Before she had left his side, Jennsen had bent and softly kissed his beautiful lips, run her hand tenderly back over his white spikes of hair, and gently brushed her lips across both his closed, sky blue eyes. She had whispered a prayer for her mother, with the good spirits, to watch over him.

Sister Perdita had not stopped her, or hurried her, until at the end when she pulled Jennsen back and whispered that the Sisters, huddled all around him, had to be left to do their work.

On her way out, Jennsen had been allowed to put her head into the private chamber of the emperor, and saw four Sisters bent close over his injured leg. The emperor was unconscious. The four Sisters working feverishly on the emperor seemed to be in pain themselves, sometimes putting their hands to their heads in agony. Jennsen hadn't known, until she saw the four and Sister Perdita explained, just how unpleasantly difficult healing could be. The Sisters were not concerned, though, about the life of the emperor being in immediate danger, as they were about Sebastian.

Jennsen held a balsam bough back out of her way as she followed the Sister deeper into the forbidding wood.

"Why do we have to go so far from the camp?" Jennsen whispered. The horseback ride had taken what seemed hours.

Sister Perdita's tail of hair fell forward over her shoulder when she looked back, as if it were a particularly inane question. "So we can be alone to do what must be done."

Jennsen wanted to ask what must be done, but she knew the Sister wouldn't tell her. The woman had turned away all questions with answers that were no more than general. She said that Jennsen had given her word, and now it was her duty to uphold her end of the bargain-to do as she was told until it was finished.

Jermsen tried not to think about what might be ahead. She put her mind, instead, to thinking about leaving in the morning with a healthy Sebastian, about being back out on the trails, out in the countryside, away from all the people. Away from the grim-looking soldiers of the Imperial Order.

She knew that the soldiers were doing an invaluable job fighting against Lord Rahl, but, still, she just couldn't help the way those men made her skin crawl. She felt as nervous as a fawn being watched by a pack of drooling wolves. Sebastian just didn't understand whenever she'd tried to put it into words for him. He was a man; she supposed he couldn't understand what it felt like to be leered at. How could she make him understand that it was especially daunting to be watched by men such as those, men with such lecherous grins and savage eyes?

If she just did as Sister Perdita. said, then, by morning, she and Sebastian could leave. With whatever help the Sisters were planning, they had at least assured her that she would be better able to kill Richard Rahl. That was all Jennsen cared about, now. If she could at last kill Lord Rahl, then she would be free. Her life would be her own. And if that much never came to be for herself, at least the rest of the world would be safe from a butcher of momentous proportions.

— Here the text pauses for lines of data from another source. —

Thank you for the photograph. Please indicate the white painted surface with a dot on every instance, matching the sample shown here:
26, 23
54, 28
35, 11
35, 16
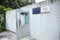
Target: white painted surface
11, 20
37, 1
44, 26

They had left the horses among trees with bare branches-oaks, mostly. Since the trees had yet to leaf out, the forest had at first been open, but they moved steadily into thicker woods of balsam, spruce, and pine, many with thick boughs skirting their trunks all the way to the ground. Although the soaring pines had no lower branches, their spreading crowns sealed off the weak moonlight. Jennsen followed behind the Sister, watching her glide deeper into the silent, gloomy wood.

Jermsen had spent much of her life in forests. She could follow the trail left by a chipmunk. Sister Perdita was moving with all the certainty of someone following a road, yet there was no trail Jennsen could detect. The ground was covered with the typical forest litter; none of it had been moved by anyone's passing. She saw twigs lying undisturbed, dried leaves intact, delicate mosses that were untouched by any boot. For all Jennsen could tell, she and the Sister were making their way through virgin woods without any reason or destination, yet she knew by the deliberate way the Sister moved that she had to have one, even if only she saw it.

And then, Jennsen caught a faint sound drifting through the thick woods. She saw a blush of light on the underside of branches ahead. The chill air had an odd, unpleasant cast like the faint scent of rot, but with a sickening sweet trace to it.

As she followed Sister Perdita through thick, tightly spaced evergreens, Jennsen began to hear the individual voices joined in a low, rhythmic, guttural chant. She couldn't understand the words, but they resonated deep in her chest, and, the unusual cadence being disturbingly familiar, in the back of her mind. Even without her hearing the individual words, the cant of them almost seemed to be what lent the stench to the air. The words, peculiar yet hauntingly intimate, cramped her stomach with nausea.